Certes, mon cœur battit plus fort quand on nous donna l’ordre d’affaler ces barriques dans la barque anglaise, que la première fois que je me trouvai au feu. Cette opération se faisait au moyen d’une grue qui mettait en mouvement un grand croc.

Bertaud, lorsque la plupart des barriques furent descendues et arrimées, et qu’il ne restait plus à placer que la dernière rangée, c’est-à-dire celles qui se trouvaient audessus de toutes les autres, Bertaud, dis-je, se rapprocha d’un air indifférent de moi ; et attachant le croc à la barrique où se tenait caché le capitaine, nous lui fîmes subir, mais avec quelle précaution ! la même opération qu’aux autres. Mon cœur battit à se rompre lorsque je la vis atteindre le petit navire anglais.

Une heure plus tard la barque, abandonnant notre ponton, se dirigeait vers la terre ; jusqu’alors le premier acte du drame avait réussi.

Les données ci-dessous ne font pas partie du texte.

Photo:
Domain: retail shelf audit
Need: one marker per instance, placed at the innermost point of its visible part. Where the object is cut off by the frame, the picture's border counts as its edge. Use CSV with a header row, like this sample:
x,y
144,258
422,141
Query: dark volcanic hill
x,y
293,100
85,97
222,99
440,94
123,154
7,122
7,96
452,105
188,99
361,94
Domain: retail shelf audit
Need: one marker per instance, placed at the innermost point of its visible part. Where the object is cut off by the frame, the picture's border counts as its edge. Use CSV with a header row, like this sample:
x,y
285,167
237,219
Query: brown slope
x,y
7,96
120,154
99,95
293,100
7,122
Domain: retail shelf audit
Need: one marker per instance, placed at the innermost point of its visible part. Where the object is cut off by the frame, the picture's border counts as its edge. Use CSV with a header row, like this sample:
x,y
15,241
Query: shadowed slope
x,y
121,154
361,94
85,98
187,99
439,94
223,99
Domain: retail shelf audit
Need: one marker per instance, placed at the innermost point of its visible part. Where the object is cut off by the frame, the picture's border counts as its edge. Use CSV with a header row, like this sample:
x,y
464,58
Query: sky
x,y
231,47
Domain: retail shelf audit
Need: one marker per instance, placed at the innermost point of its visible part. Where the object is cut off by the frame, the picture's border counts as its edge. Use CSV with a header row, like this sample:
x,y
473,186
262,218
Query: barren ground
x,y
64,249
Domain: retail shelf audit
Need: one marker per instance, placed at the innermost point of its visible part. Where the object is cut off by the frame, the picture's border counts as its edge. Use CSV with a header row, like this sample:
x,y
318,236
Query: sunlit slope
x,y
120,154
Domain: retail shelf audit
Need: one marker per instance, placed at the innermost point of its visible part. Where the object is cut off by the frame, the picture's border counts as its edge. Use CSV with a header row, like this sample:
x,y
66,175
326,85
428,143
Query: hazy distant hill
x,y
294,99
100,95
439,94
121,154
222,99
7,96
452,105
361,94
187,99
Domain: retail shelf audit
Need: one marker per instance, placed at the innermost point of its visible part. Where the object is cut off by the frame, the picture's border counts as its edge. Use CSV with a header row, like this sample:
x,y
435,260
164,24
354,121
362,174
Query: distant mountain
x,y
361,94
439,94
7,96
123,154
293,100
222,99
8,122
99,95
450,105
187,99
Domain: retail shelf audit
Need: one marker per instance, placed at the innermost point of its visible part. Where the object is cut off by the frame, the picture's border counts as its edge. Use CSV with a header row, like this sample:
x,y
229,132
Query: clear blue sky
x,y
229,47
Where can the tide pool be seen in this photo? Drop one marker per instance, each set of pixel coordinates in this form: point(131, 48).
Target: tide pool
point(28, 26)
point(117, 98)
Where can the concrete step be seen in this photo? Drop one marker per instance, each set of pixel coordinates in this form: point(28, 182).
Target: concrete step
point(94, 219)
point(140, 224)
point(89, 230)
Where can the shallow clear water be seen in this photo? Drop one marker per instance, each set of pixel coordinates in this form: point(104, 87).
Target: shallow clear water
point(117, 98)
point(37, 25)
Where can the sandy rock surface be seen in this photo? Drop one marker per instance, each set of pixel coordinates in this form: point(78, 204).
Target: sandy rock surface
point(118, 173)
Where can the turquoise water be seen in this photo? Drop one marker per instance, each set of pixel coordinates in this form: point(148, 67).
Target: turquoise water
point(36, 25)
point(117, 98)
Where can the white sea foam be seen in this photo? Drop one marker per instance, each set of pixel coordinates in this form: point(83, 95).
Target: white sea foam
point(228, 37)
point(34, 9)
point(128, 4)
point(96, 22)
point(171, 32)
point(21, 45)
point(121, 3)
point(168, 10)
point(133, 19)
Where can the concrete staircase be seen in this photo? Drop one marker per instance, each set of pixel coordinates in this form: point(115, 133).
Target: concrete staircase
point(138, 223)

Je passai le reste de la journée dans des transes mortelles. À chaque instant il me semblait entendre des coups de fusil et des cris : dans chaque bateau qui sillonnait la rivière, je croyais apercevoir M. Thomas garrotté et sanglant que les Anglais ramenaient à bord du Protée. Enfin, grâce à Dieu, la nuit arriva sans que rien pût nous donner à supposer que l’évasion du hardi capitaine fût connue.